David Ludwig, MD, PhD on Ideal Insulin, Ketosis, Calorie Counting and Weight Loss Resistance

David Ludwig, MD, PhD on Ideal Insulin, Ketosis, Calorie Counting and Weight Loss Resistance

Interview with David Ludwig, M.D. PhD, Harvard endocrinologist and author of Always Hungry?

After podcasting with Dr. David Ludwig, author of NYT best seller Always Hungry?, I had a few more questions and shot him a couple of emails. I appreciate his thoughtful responses. Here’s what he had to say about calorie counting, ketosis, ideal insulin levels and weight loss resistance. — Kara Fitzgerald.

KF: Do you think there is any utility in monitoring caloric intake? Or are we moving past the era of “counting calories”?

David Ludwig: I suggest completely abandoning calorie counting as a way to control calorie balance. First off, no one, not even professionals, can do it accurately without elaborate technology. An error of +350 kcal per day (within typical error range) would produce massive obesity in a few years. For that matter, if calorie counting were critical to weight management, how did humans manage to avoid massive swings in body weight, before the very concept of the calorie was invented a century ago? Instead, we put the entire focus on creating the right internal conditions for weight loss (right diet and related supports), and let the process happen naturally — with the body’s active cooperation, not with the body kicking a screaming.

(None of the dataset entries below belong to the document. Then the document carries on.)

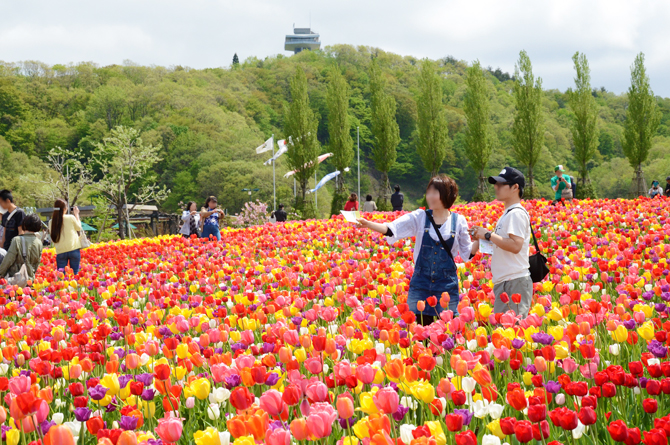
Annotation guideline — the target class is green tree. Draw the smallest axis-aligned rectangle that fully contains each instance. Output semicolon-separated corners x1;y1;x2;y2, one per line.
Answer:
512;51;544;198
284;65;319;216
326;66;354;213
370;58;400;206
623;53;661;197
93;126;170;239
416;59;451;177
463;60;493;201
568;52;598;198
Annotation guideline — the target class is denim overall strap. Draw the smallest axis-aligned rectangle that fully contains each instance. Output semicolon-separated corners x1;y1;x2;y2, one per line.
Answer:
407;210;459;316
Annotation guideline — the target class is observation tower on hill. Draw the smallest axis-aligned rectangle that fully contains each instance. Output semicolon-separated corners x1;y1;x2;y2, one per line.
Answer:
284;26;321;54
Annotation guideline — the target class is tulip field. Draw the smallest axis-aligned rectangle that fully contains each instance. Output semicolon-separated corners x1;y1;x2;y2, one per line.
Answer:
0;198;670;445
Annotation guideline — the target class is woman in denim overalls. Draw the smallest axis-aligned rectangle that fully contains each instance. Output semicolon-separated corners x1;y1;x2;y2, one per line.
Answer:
358;175;479;325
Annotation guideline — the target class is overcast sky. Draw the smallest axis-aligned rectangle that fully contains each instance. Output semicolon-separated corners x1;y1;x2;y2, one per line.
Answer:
0;0;670;97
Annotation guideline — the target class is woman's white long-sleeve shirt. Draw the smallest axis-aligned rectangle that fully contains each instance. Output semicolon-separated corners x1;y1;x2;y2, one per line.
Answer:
385;209;472;264
179;210;200;236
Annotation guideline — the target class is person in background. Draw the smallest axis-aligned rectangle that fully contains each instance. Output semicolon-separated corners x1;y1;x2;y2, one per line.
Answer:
358;174;479;326
473;167;533;317
551;165;572;205
273;204;288;222
344;193;358;212
649;181;663;198
200;196;223;241
0;213;42;280
179;201;200;238
49;199;81;275
0;190;26;250
391;184;405;212
363;195;377;213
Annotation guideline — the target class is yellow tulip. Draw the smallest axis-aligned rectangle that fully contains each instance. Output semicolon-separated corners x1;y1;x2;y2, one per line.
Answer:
191;378;211;400
611;324;628;343
486;419;505;439
426;420;447;445
193;427;223;445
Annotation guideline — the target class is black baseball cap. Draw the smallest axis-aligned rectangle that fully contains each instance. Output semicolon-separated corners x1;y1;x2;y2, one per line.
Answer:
489;167;526;188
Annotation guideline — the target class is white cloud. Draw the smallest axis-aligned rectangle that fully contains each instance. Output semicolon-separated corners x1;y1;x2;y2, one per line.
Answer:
0;0;670;96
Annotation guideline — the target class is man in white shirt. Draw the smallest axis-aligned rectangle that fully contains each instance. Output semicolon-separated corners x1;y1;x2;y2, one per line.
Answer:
473;167;533;317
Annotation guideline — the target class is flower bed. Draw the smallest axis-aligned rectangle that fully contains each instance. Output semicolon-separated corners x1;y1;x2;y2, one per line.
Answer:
0;199;670;445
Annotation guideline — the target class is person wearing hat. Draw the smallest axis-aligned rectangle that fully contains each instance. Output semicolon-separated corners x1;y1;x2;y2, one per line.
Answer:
649;181;663;198
551;165;573;205
472;167;533;317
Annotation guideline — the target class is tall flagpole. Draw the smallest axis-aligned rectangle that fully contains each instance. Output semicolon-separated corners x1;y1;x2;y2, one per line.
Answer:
270;134;277;211
356;127;361;199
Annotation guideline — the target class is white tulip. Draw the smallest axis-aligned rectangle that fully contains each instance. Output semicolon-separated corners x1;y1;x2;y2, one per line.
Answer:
461;377;477;394
51;413;65;425
572;420;586;439
207;403;221;420
400;424;416;443
489;403;505;420
482;434;500;445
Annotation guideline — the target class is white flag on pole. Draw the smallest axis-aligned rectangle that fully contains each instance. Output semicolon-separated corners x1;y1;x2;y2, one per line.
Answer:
256;137;274;155
263;139;288;165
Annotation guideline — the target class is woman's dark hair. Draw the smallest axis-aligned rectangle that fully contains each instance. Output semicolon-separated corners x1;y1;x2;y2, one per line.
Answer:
51;198;67;243
426;174;458;209
21;213;42;232
205;196;219;209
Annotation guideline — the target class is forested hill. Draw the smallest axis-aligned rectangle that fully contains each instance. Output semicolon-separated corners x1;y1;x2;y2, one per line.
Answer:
0;45;670;216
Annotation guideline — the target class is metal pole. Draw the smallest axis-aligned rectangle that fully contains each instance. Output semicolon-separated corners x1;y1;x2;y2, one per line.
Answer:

KF: Weight loss resistance. A subset of my patient population (generally, peri- and postmenopausal women) has significant difficulty losing weight, or moving into any degree of ketosis. Any thoughts on what’s occurring here?

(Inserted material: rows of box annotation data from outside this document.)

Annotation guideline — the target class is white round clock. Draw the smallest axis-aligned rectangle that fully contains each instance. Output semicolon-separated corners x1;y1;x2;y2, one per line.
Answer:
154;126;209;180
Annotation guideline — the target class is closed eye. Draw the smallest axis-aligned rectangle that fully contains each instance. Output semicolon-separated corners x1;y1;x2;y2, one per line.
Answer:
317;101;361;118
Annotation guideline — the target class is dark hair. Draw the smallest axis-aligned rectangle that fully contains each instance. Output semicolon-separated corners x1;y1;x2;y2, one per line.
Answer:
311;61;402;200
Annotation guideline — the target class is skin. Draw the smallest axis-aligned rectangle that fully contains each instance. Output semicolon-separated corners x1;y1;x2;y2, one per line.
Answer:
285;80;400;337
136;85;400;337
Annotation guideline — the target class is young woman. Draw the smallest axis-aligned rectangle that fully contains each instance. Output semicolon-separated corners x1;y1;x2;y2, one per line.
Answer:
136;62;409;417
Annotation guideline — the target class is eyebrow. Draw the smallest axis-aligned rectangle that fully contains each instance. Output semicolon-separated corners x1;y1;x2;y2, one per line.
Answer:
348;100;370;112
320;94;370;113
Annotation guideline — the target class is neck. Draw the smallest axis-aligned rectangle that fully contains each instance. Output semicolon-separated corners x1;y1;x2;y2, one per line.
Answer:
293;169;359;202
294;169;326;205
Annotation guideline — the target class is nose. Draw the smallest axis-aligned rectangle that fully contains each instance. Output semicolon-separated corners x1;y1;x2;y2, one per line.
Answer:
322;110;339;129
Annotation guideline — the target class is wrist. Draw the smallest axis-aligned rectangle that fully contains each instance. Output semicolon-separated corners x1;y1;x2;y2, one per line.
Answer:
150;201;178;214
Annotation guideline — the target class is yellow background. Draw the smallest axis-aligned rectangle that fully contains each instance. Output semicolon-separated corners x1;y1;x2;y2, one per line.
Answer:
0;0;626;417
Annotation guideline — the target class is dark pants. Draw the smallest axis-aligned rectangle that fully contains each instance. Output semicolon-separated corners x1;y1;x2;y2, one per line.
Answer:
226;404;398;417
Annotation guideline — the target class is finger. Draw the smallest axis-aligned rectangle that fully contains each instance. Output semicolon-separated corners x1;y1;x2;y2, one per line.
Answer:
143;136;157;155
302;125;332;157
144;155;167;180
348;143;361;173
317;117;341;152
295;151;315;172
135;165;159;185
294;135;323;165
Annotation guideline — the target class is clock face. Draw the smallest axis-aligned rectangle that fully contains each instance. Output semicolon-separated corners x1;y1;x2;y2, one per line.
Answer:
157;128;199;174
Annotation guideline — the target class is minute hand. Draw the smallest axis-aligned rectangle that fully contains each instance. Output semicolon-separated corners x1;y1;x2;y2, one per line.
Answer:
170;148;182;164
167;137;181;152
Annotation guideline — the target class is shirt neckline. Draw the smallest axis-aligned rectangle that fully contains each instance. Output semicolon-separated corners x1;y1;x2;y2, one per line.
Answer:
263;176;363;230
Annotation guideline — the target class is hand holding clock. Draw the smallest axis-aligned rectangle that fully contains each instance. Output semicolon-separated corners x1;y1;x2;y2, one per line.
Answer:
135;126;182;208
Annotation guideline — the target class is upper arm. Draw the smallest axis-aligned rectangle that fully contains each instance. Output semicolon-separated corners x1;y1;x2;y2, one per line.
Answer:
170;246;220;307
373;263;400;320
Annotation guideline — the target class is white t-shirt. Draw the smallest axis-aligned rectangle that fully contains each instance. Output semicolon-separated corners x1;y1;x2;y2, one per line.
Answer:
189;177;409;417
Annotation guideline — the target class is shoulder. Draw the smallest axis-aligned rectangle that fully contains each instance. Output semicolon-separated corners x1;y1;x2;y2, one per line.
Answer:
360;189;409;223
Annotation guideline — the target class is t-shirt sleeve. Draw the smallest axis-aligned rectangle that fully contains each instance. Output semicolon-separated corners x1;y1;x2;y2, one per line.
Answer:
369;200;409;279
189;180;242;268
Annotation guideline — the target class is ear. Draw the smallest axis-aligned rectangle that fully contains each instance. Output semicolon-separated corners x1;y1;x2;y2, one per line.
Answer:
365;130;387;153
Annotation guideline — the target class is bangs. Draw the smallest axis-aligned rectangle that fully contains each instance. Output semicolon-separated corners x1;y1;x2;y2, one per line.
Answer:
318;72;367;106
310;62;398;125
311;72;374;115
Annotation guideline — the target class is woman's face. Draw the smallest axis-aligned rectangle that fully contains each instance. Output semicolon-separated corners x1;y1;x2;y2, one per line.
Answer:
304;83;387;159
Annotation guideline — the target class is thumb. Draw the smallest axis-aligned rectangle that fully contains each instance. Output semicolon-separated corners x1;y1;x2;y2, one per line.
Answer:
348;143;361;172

David Ludwig: Hard to generalize. I’ve argued in my book that most people show resistance to weight loss on a typical low fat diet, because the resulting high insulin secretion tends to lock calories into fat cells. That said, there is of course much individual variation, based on many factors: genes, early life “programming”, health issues, physical activity and stress levels, etc. As to whether this is more pronounced in perimenopausal women, we don’t have much data.

KF: Is there an optimal fasting insulin number or range that you like to see? I generally look at 5 uU/mL or below as being optimal, based on San Antonio Heart Study data.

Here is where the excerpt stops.